В Кремле объяснили стремительное вымирание россиян
Майя Плисецкая: Я была хулиганистая, и меня хотели скорее отдать хоть куда-нибудь Назад
Майя Плисецкая: Я была хулиганистая, и меня хотели скорее отдать хоть куда-нибудь
- Кто первый сказал: Майя должна стать балериной?

- Точно не помню. Меня отдали в балет, когда мне было 8 лет, даже немножко меньше. Отдали, потому что я была довольно хулиганистая, и меня хотели скорее отдать хоть куда-нибудь. Ну и отдали в балет. Я смутно понимала - что это, но импровизировала, когда играла музыка. Я помню, моя мама, когда мы были на Шпицбергене, ставила для самодеятельности какую-то оперу, и была фотография, где я стою в позе. Очень хорошее чувство позы, а мне было всего 7 лет, и балета еще никто не показывал.

- У вас семья артистически-балетная. Мама - Ра Мессерер - была актрисой немого кино, а ваши тетка и дядя - Суламифь и Асаф Мессерер, тогдашние звезды Большого балета, любимая балетная пара Сталина. Хотелось подражать им?

- Больше нравилась драма. Другая моя тетка - Елизавета, она была драматическая актриса, часто водила меня в театр, и мне это безумно нравилось. Всегда хотелось играть именно в драме. Я думаю, что к сцене вообще у меня было призвание, потому что всегда, с детства мне было интересно сделать роль. Я думаю, артистичность - это то, что бывает от природы. Можно выработать шаг, можно выработать технику... Артистичность выработать нельзя. Ни в каком виде искусства.

- Но все же техника, школа - важные элементы танца. Кто из педагогов учил основам?

- От класса я ничего не вбирала. Как все, я стояла лицом к станку, потом боком к станку... Даже не помню этого. Запомнилось другое. Когда (уже окончив школу) я только-только пришла в театр, один месяц там со мной работала Ваганова. Она одним замечанием, одним словом ставила все на место. Она про балет знала все.

- У Вагановой была природа - фантастическая, мозги - фантастические. Она видела сразу, в чем дело. Многие говорят - попробуй так или так... И все мимо! А Ваганова говорила - надо так, и только тогда получалось. Ей это Бог дал, у нее все ученицы - неважно, талантливые или нет - грамотно танцевали.
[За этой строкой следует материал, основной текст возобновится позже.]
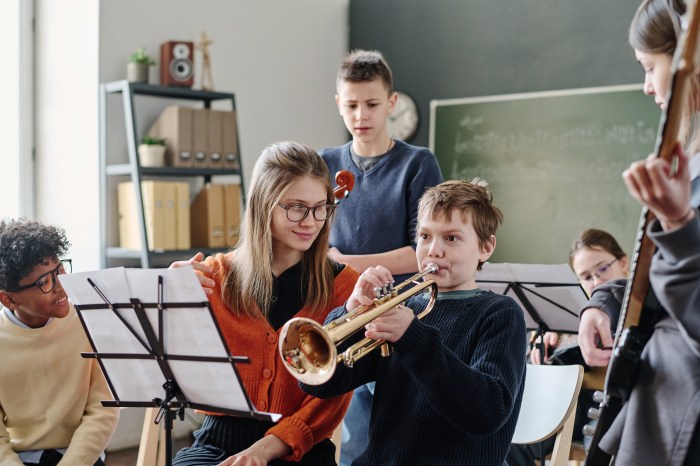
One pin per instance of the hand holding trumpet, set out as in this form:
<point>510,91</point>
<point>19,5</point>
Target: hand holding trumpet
<point>392,324</point>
Сидит какая-нибудь страшненькая, кажется, сейчас она встанет и упадет... Да нет - встанет и все делает, и точно делает. Потому что Ваганова научила. Знаете, для меня она Микеланджело в балете. Никто не понимает ее гения. А кроме того, она сохранила балет для России, когда после 17-го года все балетные уехали. Ведь Ленин вообще хотел балет закрыть, это только Луначарский еле уговорил его. Если бы Ваганова тоже уехала, не было бы русского балета, знаменитейшего русского балета. Никто не говорит, что это она сохранила, тем не менее - это она.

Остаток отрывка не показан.